I guess we need to drive them into the ground but was thinking about digging trenches, laying poles and attaching the frame to those. Even though it becomes a bit less mobile then no one can really argue it is a building!

For the sides I will clad it with something especially if any bare poles around leg height but otherwise I don't really mind it being open sided or may use mesh type material for wind flow. I mainly want them to have a roof as the trees in winter don't provide much cover, although we do have good thick hedgerows which shelter from wind.


----------



## Dry Rot (6 November 2013)

Buddy'sMum said:



			Your shelter is fab but I'm officially in love with your stalllion!! 

Click to expand...

You wouldn't be if you saw him today. 

The bloody foals have eaten his tail!:mad3:


----------



## Dry Rot (6 November 2013)

A couple of points. With an open fronted building, it is important to have somewhere for the wind to escape or it becomes a hang glider waiting to take off. A gap around the eaves is sufficient.

Tin roofing, of whatever type, will drip badly in misty weather. Put up a false ceiling using plastic sheeting under the tin and that will stop it.
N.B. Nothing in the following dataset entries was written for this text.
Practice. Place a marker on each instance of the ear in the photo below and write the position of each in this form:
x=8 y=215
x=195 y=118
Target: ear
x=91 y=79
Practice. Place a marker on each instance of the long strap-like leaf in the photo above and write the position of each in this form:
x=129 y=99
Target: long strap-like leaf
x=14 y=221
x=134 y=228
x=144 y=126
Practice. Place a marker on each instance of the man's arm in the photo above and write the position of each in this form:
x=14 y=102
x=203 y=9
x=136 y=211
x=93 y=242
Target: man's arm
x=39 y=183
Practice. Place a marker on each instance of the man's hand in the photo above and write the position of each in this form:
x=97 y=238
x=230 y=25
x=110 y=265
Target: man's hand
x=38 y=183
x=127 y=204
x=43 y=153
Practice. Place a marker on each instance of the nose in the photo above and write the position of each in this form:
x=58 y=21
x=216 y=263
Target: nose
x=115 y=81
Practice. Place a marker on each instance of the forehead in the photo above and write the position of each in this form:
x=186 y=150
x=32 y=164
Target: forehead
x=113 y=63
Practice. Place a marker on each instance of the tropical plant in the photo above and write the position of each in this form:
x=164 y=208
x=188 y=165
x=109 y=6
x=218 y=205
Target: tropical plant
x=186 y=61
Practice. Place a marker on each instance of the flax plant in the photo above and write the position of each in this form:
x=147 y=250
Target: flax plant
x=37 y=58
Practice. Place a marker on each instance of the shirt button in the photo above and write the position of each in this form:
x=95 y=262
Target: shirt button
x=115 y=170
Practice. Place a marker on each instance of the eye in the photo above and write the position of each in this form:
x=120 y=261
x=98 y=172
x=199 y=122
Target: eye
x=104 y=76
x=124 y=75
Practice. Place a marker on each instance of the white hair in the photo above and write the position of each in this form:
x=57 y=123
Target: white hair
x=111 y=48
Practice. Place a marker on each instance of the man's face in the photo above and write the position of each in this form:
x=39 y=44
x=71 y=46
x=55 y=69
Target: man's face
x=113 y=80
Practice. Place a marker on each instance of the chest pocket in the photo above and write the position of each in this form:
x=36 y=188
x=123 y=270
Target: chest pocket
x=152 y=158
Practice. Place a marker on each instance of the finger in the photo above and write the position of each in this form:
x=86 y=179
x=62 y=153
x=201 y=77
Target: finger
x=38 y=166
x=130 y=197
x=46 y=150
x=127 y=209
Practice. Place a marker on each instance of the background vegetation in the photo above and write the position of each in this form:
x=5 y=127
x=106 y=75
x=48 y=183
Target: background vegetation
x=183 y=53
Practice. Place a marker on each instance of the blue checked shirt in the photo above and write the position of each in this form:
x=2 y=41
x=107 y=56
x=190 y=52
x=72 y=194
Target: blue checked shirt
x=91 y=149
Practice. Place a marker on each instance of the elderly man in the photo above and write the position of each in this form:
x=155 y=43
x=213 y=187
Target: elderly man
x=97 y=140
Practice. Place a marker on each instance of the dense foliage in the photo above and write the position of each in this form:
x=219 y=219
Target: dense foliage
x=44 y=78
I am not a fan of Onduline which is basically bitumen impregnated cardboard and doesn't last. At least, that's been my experience. Unless you are very fussy, you can sometimes get slightly damaged box section or sheets an odd length a bit cheaper. It is worth the extra.


----------



## pennyturner (7 November 2013)

OP, Plasterboard and other sheet material comes on longer than standard pallets.  Just like ordinary pallets, but 6' long.  We got them from a local joiner.


----------